Pennsylvania Close To Online Gambling Regulation

As soon as Monday, the Senate will be voting on a bill that will regulate online gambling in the state of Pennsylvania. This bill will not only legalize online gambling but it will also allow slot machines in off-track betting locations and airports. The Supreme Court has given Pennsylvania until January 2017 to come to a decision on the matter but there is another big issue involved which has the mighty powers that be pushing for resolution before the end of the 2016 legislative session. We will talk about that other issue a little later. The end date of the session just happens to fall on this upcoming Wednesday so it is no surprise that everyone will be anxiously waiting to hear the results by then.

How Are Laws Made?

All laws start off as “ideas” and a representative promotes or supports that idea and that idea is made into a bill. From that point, the bill is assigned to the committee for review. With the approval of the committee, the bill is then given a date to be either voted on, debated or amended. If the bill passes this stage, the bill moves to the Senate. During the bill’s time in the Senate, it can be released, debated and voted on.

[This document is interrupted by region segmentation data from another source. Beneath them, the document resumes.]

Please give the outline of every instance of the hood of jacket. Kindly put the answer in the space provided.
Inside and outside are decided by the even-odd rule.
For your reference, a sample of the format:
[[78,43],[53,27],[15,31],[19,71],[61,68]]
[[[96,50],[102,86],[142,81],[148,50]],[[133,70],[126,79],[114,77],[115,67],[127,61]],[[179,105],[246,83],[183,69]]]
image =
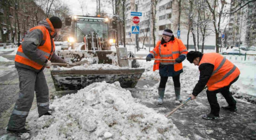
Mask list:
[[57,33],[55,32],[55,30],[53,28],[53,26],[49,18],[46,18],[45,20],[39,22],[38,25],[44,26],[49,31],[49,33],[51,37],[54,38],[56,36]]

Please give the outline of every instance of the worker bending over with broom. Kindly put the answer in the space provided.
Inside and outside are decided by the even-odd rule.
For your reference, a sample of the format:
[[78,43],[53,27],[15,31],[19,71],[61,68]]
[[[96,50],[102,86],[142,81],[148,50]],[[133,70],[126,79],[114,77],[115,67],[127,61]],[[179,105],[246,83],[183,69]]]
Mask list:
[[180,75],[183,72],[182,61],[186,59],[187,48],[181,40],[174,37],[172,31],[165,29],[163,33],[163,38],[158,41],[154,49],[146,57],[147,61],[152,58],[173,59],[173,60],[155,60],[153,71],[159,69],[161,77],[158,87],[157,104],[163,104],[165,89],[165,85],[169,77],[172,77],[176,100],[182,102],[180,98]]
[[202,116],[206,120],[219,118],[220,106],[216,94],[220,93],[225,98],[228,105],[221,108],[232,112],[236,111],[236,102],[229,88],[238,79],[240,71],[234,64],[222,55],[215,52],[203,54],[198,51],[191,51],[187,55],[189,62],[198,66],[200,71],[199,80],[190,95],[191,100],[195,99],[205,85],[207,99],[211,107],[211,112]]

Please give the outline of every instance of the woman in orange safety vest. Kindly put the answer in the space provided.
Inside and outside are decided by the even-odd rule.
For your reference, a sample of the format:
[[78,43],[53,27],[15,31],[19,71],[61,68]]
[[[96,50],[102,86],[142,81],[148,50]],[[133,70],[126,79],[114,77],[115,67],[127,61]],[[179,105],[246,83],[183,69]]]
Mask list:
[[155,60],[154,63],[153,71],[159,69],[161,77],[158,87],[158,104],[163,103],[165,85],[169,77],[172,77],[176,100],[182,102],[180,95],[180,75],[183,72],[181,62],[186,59],[187,53],[187,48],[181,40],[175,38],[172,31],[167,29],[164,31],[161,40],[157,42],[153,50],[147,56],[147,61],[154,58],[175,60]]

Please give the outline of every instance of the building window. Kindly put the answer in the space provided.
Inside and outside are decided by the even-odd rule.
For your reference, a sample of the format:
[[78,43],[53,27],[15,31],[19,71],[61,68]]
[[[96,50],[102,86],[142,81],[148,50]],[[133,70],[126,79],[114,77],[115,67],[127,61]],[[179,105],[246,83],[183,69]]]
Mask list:
[[165,15],[163,15],[159,17],[159,20],[162,20],[165,19]]
[[172,24],[166,24],[166,28],[171,29],[172,28]]
[[162,25],[161,26],[159,26],[159,31],[162,31],[164,30],[164,29],[165,29],[165,27],[166,26],[165,25]]
[[164,5],[161,6],[159,7],[159,11],[160,12],[163,10],[164,10],[165,9],[164,8]]
[[172,2],[170,2],[166,4],[166,5],[167,5],[166,6],[166,9],[168,9],[169,8],[171,8],[172,4]]
[[166,16],[167,19],[172,18],[172,13],[167,14]]

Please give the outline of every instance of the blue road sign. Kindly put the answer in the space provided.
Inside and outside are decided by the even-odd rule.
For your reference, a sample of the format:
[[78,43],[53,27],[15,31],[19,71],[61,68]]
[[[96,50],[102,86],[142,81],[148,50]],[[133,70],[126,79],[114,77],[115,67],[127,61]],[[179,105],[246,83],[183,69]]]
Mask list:
[[131,12],[131,15],[134,16],[141,16],[142,13],[141,12]]
[[138,34],[140,33],[139,26],[132,26],[132,33]]

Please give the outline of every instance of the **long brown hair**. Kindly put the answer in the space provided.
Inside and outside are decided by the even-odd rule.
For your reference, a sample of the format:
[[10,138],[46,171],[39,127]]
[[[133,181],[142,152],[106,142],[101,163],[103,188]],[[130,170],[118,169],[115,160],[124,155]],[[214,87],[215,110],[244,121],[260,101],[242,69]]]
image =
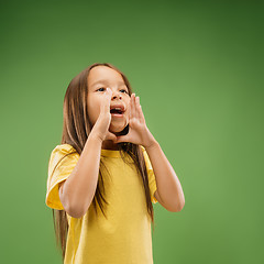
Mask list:
[[[100,65],[108,66],[112,69],[116,69],[119,74],[121,74],[124,80],[124,84],[129,89],[129,95],[131,96],[133,92],[131,89],[131,85],[128,78],[124,76],[124,74],[109,63],[95,63],[89,67],[87,67],[86,69],[84,69],[81,73],[79,73],[75,78],[73,78],[68,85],[68,88],[64,97],[64,107],[63,107],[64,120],[63,120],[63,133],[62,133],[62,141],[61,141],[61,144],[69,144],[75,148],[68,155],[76,152],[79,155],[81,154],[85,147],[86,141],[92,129],[91,122],[88,117],[87,78],[90,69]],[[122,131],[122,133],[127,133],[127,132],[128,132],[128,125]],[[146,165],[145,165],[142,148],[139,145],[130,142],[121,142],[121,143],[118,143],[118,150],[120,151],[121,157],[125,163],[128,162],[124,158],[124,153],[128,153],[132,157],[134,165],[142,177],[142,183],[145,190],[146,208],[151,217],[151,221],[153,223],[153,231],[154,231],[154,226],[155,226],[154,210],[153,210],[151,196],[150,196],[147,170],[146,170]],[[100,166],[99,166],[98,184],[97,184],[95,197],[92,199],[92,206],[95,207],[95,211],[97,213],[97,205],[99,205],[100,210],[105,215],[105,210],[103,210],[105,204],[108,204],[108,202],[103,197],[105,186],[103,186],[103,177],[102,177],[102,167],[107,172],[107,167],[101,160]],[[61,248],[62,256],[64,260],[65,251],[66,251],[67,232],[68,232],[67,216],[65,210],[56,210],[56,209],[52,209],[52,210],[53,210],[53,223],[54,223],[54,230],[56,234],[57,246]]]

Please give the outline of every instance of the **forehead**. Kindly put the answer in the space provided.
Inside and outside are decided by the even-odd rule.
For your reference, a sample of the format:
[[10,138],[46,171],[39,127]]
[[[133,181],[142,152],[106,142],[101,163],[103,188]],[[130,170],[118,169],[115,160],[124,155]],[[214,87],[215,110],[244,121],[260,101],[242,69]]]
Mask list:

From there, a committee made up of House and Senate members work out all the kinks to make it transparent.  Once that is all done, the bill is sent back to the House and the Senate for final approval. The President from there has 10 days to sign or veto the bill.

Another Issue In The Mix

Earlier we talked about another issue involved which is prompting lawmakers to speed up the process of getting this gambling bill voted on. Some casinos end up paying very hefty taxes that outweigh what other casinos are paying all while generating less revenue. The reason behind this is because according to Pennsylvania’s 2004 gambling bill, all casinos, with the exclusion of Philadelphia, Nemacolin, and Valley Forge casinos, are required to pay $10 million a year to their host municipalities, or two percent of slots revenue, whichever is greater. The Supreme Court ruled this unconstitutional back in June and because of that ruling, there is a $140 million hole in the annual revenue that local communities receive from gaming in the state. Even though they are still waiting for the Senate to vote, the state budget already includes $100 million in revenue expected to be generated by the new gambling bill once passed. This will kill two birds with one stone and make everyone happy.